The CHIME framework, Connectedness, Hope, Identity, Meaning and Empowerment, provides useful information on what patients regard as being important in their own process and what issues the services should focus on. However, the elements are somewhat broadly categorised, with the consequence that a lot can fit into the categories—and into more than one category. For example, pursuing an education is highly relevant within all five categories.

Van Gestel-Timmermans et al. (2010) demonstrate that the CHIME elements influence each other. Raised hope can enhance confidence and thus strengthen the feeling of identity. However, we argue that more research is needed on CHIME processes and tools, especially on how to promote CHIME in everyday work, as there is seemingly a challenge regarding how to execute this framework within daily tasks. It is a weakness that such a relevant framework is difficult for the local community services as the unit in this study to enforce.

Brekke et al. (2018) illustrate the potential misuse of recovery approaches as the concept, which was developed by people with lived experience, is seized by the professionals. In the context of this study, this perspective may be expressed through the fact that participants understand the CHIME framework differently from how they attempt to help patients in practice. The health care organisation examined in this study needs to be aware of this pitfall and to continuously have in mind that recovery entails the patients’ processes.

Methodological Challenges

Two of the researchers are employed in the same organisation as the participants, which can affect our perspective (Chenail 2011; Malterud 2002). However, we have chosen to conduct the study within our own services, as we can delve deeper into the material and understand what the participants are saying better than if it were an unfamiliar service. Since we had a mentor from the university and a co-researcher who had experiences with mental illness, we claim that we have examined the issue from the relevant perspectives.
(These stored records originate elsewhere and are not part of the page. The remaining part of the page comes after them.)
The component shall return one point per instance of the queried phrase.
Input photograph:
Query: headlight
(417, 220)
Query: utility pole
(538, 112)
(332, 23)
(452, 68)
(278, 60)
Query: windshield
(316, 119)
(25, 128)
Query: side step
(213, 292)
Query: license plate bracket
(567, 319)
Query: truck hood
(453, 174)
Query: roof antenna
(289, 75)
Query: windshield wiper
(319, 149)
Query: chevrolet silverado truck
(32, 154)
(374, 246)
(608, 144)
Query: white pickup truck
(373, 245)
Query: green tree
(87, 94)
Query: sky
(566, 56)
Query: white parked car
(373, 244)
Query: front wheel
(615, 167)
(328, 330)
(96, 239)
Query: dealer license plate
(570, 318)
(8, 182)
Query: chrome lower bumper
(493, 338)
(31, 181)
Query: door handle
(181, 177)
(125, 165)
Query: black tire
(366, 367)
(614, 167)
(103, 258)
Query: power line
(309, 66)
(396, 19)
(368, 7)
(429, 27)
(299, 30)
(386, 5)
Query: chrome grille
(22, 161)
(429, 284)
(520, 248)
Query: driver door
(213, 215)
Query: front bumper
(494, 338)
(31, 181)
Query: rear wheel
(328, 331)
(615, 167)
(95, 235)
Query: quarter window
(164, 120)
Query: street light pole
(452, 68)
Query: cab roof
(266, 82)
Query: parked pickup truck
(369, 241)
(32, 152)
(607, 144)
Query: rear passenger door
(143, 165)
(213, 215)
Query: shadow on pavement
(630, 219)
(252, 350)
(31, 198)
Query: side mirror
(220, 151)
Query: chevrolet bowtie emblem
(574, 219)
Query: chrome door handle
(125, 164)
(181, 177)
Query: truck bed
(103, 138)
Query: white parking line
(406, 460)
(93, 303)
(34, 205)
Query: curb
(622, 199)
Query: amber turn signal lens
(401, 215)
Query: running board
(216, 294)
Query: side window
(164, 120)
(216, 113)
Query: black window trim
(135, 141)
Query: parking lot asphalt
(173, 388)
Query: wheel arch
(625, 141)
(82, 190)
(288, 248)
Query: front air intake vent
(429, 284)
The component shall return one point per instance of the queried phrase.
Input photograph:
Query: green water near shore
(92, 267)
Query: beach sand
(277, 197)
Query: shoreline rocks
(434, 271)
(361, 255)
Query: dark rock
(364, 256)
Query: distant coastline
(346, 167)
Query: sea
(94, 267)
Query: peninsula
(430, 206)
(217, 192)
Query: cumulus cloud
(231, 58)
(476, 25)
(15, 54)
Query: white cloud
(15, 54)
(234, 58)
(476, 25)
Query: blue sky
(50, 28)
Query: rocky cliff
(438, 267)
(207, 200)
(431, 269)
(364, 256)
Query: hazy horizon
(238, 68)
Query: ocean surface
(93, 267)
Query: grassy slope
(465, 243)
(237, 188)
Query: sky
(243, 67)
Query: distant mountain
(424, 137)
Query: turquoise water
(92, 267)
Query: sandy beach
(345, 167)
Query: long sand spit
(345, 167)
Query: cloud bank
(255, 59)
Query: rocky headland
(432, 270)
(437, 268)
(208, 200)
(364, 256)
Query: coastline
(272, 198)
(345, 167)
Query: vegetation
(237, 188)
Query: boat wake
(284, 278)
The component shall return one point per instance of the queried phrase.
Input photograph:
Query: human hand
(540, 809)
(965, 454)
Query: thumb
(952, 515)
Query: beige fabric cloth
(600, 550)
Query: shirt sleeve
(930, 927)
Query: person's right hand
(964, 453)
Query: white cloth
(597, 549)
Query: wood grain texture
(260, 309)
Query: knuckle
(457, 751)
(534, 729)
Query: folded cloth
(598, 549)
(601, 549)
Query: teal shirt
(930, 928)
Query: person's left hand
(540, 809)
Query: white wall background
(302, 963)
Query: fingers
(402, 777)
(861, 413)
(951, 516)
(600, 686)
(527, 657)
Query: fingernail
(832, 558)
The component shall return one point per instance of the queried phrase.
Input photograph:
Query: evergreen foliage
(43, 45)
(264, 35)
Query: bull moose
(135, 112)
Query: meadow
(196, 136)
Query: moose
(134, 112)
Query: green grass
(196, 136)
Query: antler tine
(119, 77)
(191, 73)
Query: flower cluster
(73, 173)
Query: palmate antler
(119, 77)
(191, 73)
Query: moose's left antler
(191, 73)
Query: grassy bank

In retrospect, we should have prompted the participants to expand on their statements in order to gain more detailed information.

Conclusions

We suggest that the five main CHIME processes offered by Leamy et al. (2011) are not sufficiently operationalised to make them a natural part of the unit’s daily services. These processes have been introduced and presented, and decision-makers have agreed that they should be a focal point for the health care providers in order to offer better services for people with mental health and/or substance use issues. However, there seems to be a lack of tools, mechanisms and structures available on how to practically support and implement these processes in specific daily tasks. Additionally, we argue that the CHIME framework should be continuously portrayed and interpreted so the services could better use CHIME as a framework for helping patients.

Furthermore, we emphasise the importance of continuing the recovery training programme, as this enhances the recovery attitudes of the staff (Gaffey et al. 2016). Participants expressed that they are getting familiar with the concept of recovery and welcome it; however, it should be noted that the focus groups were conducted in 2015, when the unit was in the onset period of the large change process.

There is a risk of the health system changing their rhetoric, but not their practice, of which we need to be aware. As shown in this study, it may be easier to say ‘recovery’ than to do recovery.

This study of the employees’ experience in this transition took place in 2016. It would also be interesting to interview the same participants again to examine whether there have been changes during the years since the focus groups described in this paper took place. Additionally, a study where employees from the unit in this study were asked concretely about how they work with the different elements in the CHIME framework would also be relevant.